Enterprises generate and store increasingly vast amounts of data. Techniques used to store these vast amounts of data include data compression, which is a procedure that encodes information using less storage space than the original representation. An example of a data compression technique is data deduplication, which reduces storage needs and network transfer size by eliminating duplicate copies of repeating data. When data compression is implemented, the performance depends on many data compression factors such as the amount of stored data, the types of stored data, the ages of stored data, the compression method used for stored data, the operating systems for the stored data, the software applications for stored data, the hardware that stores the data, the size of the enterprise that stores data, the geographical locations that store data, and the client/server side of compression of stored data. Since an enterprise may use many client devices that store data that is compressed based on many different data compression factors, no single optimized set of data compression factors can serve as a standard that should be implemented by every client device or collection of client devices.
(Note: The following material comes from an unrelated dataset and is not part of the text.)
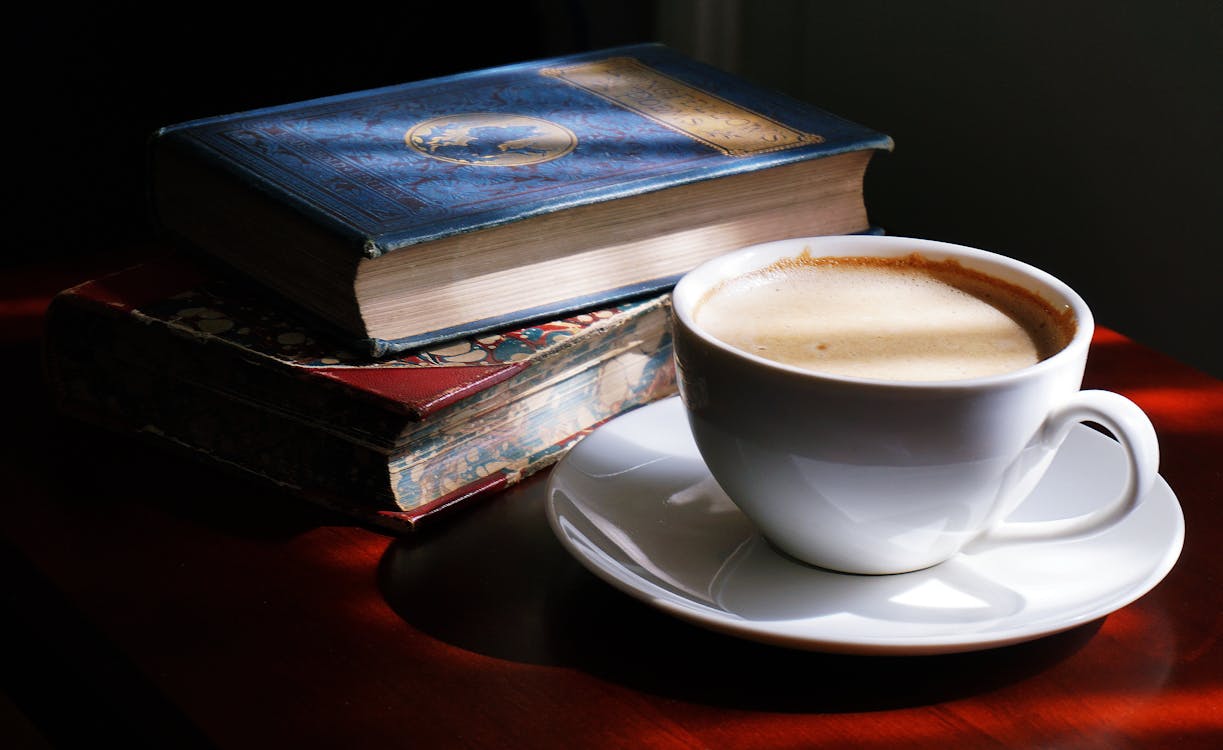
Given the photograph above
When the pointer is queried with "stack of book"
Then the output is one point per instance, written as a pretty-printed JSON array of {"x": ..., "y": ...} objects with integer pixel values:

A backup/restore application is one example in which data stored by a client device is de-duplicated. If a software error corrupts a data object, or if erroneous data updates the data object, a data protection administrator may restore the data object to a previous state that does not include the corrupted or erroneous data. A backup/restore application executes a backup operation either occasionally or continuously to enable this restoration, storing a copy of each desired data object state (such as the values of data and these values' embedding in a database's data structures) within dedicated backup files. Data deduplication significantly reduces backup time by only storing unique periodic changes, while maintaining full backups for restoration. The transmission of a de-duplicated backup sends only changed data, thereby reducing network traffic. When the data protection administrator decides to return a data object to a previous state, the data protection administrator specifies the desired previous state by identifying a desired point in time when the data object was in this state, and instructs the backup/restore application to execute a restore operation to restore a copy of the corresponding backup files for that state to the data object.
A data object may be stored on a storage array, which is a disk storage system that includes multiple disk drives. Unlike a disk enclosure, a storage array has cache memory and advanced functionality, such as virtualization and Redundant Array of Independent Disks (RAID). A data protection administrator may manage a backup/restore application to create backups files of data objects and store the backup files of data objects on multiple storage arrays.